Megan McArdle at The Atlantic see’s it this way
1) Thanks to reconciliation instructions, they needed to improve the budget impact by at least $1 billion in the sidecar. They improved it by exactly $1 billion. Which goes back to what I’ve now said several times: the CBO process has now been so thoroughly gamed that it’s useless.
2) The proposed changes increase spending dramatically, most heavily concentrated in the out-years. The gross cost of the bill has risen from $875 billion to $940 billion over ten years–but almost $40 billion of that comes in 2019. The net cost has increased even more dramatically, from $624 billion to $794 billion. That’s because the excise tax has been so badly weakened. This is of dual concern: it’s a financing risk, but it also means that the one provision which had a genuine shot at “bending the cost curve” in the broader health care market has at this point, basically been gutted. Moreover, it’s hard not to believe that the reason it has been moved to 2018 is that no one really thinks it’s ever going to take effect.

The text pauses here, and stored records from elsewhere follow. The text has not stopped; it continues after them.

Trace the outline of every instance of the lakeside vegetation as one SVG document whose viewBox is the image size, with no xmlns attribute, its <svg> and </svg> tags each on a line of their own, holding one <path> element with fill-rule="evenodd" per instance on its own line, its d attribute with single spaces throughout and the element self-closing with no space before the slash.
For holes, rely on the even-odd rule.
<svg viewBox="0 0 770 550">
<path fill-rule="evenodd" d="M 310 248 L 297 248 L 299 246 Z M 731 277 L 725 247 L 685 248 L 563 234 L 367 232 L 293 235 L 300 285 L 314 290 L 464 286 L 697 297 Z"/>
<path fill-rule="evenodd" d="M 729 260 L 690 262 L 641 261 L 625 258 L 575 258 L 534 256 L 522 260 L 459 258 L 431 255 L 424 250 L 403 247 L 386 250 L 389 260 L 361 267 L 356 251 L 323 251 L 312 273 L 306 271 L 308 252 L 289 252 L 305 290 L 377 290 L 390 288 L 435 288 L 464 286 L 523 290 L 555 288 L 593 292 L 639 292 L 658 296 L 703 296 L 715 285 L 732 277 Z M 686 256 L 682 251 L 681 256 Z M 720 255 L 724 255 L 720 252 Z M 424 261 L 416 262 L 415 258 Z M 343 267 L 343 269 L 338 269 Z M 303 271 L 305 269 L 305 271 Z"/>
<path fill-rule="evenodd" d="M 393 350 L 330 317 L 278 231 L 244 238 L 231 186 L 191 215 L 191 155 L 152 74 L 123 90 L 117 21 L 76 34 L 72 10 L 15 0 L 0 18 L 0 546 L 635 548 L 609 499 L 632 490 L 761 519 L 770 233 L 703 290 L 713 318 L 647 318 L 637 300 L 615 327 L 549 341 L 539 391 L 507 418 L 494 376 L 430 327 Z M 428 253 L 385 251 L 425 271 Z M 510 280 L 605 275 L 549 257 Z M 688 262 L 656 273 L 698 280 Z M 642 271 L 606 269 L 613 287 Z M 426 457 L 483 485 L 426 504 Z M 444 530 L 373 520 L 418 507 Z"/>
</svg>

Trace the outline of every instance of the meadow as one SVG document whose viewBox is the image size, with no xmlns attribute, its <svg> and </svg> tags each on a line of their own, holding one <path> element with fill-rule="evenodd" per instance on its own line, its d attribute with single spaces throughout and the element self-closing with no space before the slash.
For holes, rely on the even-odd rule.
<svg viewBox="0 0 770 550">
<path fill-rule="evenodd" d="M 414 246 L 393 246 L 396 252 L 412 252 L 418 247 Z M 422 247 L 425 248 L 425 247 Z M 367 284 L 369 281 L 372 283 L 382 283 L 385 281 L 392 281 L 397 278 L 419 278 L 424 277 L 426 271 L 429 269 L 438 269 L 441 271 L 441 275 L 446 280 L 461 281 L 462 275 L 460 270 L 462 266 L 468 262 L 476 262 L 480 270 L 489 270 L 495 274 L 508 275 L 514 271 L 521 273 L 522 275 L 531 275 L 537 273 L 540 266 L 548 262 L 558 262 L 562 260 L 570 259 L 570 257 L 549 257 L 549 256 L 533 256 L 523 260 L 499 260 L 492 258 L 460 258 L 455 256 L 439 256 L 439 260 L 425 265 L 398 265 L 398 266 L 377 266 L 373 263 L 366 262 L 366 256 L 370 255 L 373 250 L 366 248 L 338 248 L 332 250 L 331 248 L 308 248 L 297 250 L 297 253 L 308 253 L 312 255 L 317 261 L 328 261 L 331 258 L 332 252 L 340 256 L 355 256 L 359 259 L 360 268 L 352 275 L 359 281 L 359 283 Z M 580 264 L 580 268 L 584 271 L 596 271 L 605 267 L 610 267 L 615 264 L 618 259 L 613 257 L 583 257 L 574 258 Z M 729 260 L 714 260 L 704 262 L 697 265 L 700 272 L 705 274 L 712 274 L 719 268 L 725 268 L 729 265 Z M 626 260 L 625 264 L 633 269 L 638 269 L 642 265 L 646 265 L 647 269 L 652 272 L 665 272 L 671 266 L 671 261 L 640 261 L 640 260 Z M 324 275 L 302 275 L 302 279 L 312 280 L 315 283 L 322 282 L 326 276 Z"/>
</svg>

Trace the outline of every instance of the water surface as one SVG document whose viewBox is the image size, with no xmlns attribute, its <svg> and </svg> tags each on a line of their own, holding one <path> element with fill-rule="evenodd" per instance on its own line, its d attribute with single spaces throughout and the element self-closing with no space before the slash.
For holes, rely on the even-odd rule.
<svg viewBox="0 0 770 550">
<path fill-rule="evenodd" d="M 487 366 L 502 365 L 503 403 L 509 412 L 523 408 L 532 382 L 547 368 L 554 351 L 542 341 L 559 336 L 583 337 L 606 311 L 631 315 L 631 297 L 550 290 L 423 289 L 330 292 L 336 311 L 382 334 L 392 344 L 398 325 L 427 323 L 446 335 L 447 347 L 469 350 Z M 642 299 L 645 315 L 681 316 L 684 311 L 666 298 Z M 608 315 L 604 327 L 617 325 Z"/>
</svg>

It’s one thing to have a period of adjustment. But a tax that takes effect in eight years is a tax so unpopular that it has little realistic chance of being allowed to stand.3) As I expected, the size of the magic asterisk–the modern equivalent of David Stockman’s infamous “savings to be named later” in the Reagan budgets–has had to be beefed up to offset the new spending.4) Medicare Advantage is being effectively outlawed–in some areas, the reimbursements will actually be below those of the fee-for-service programs.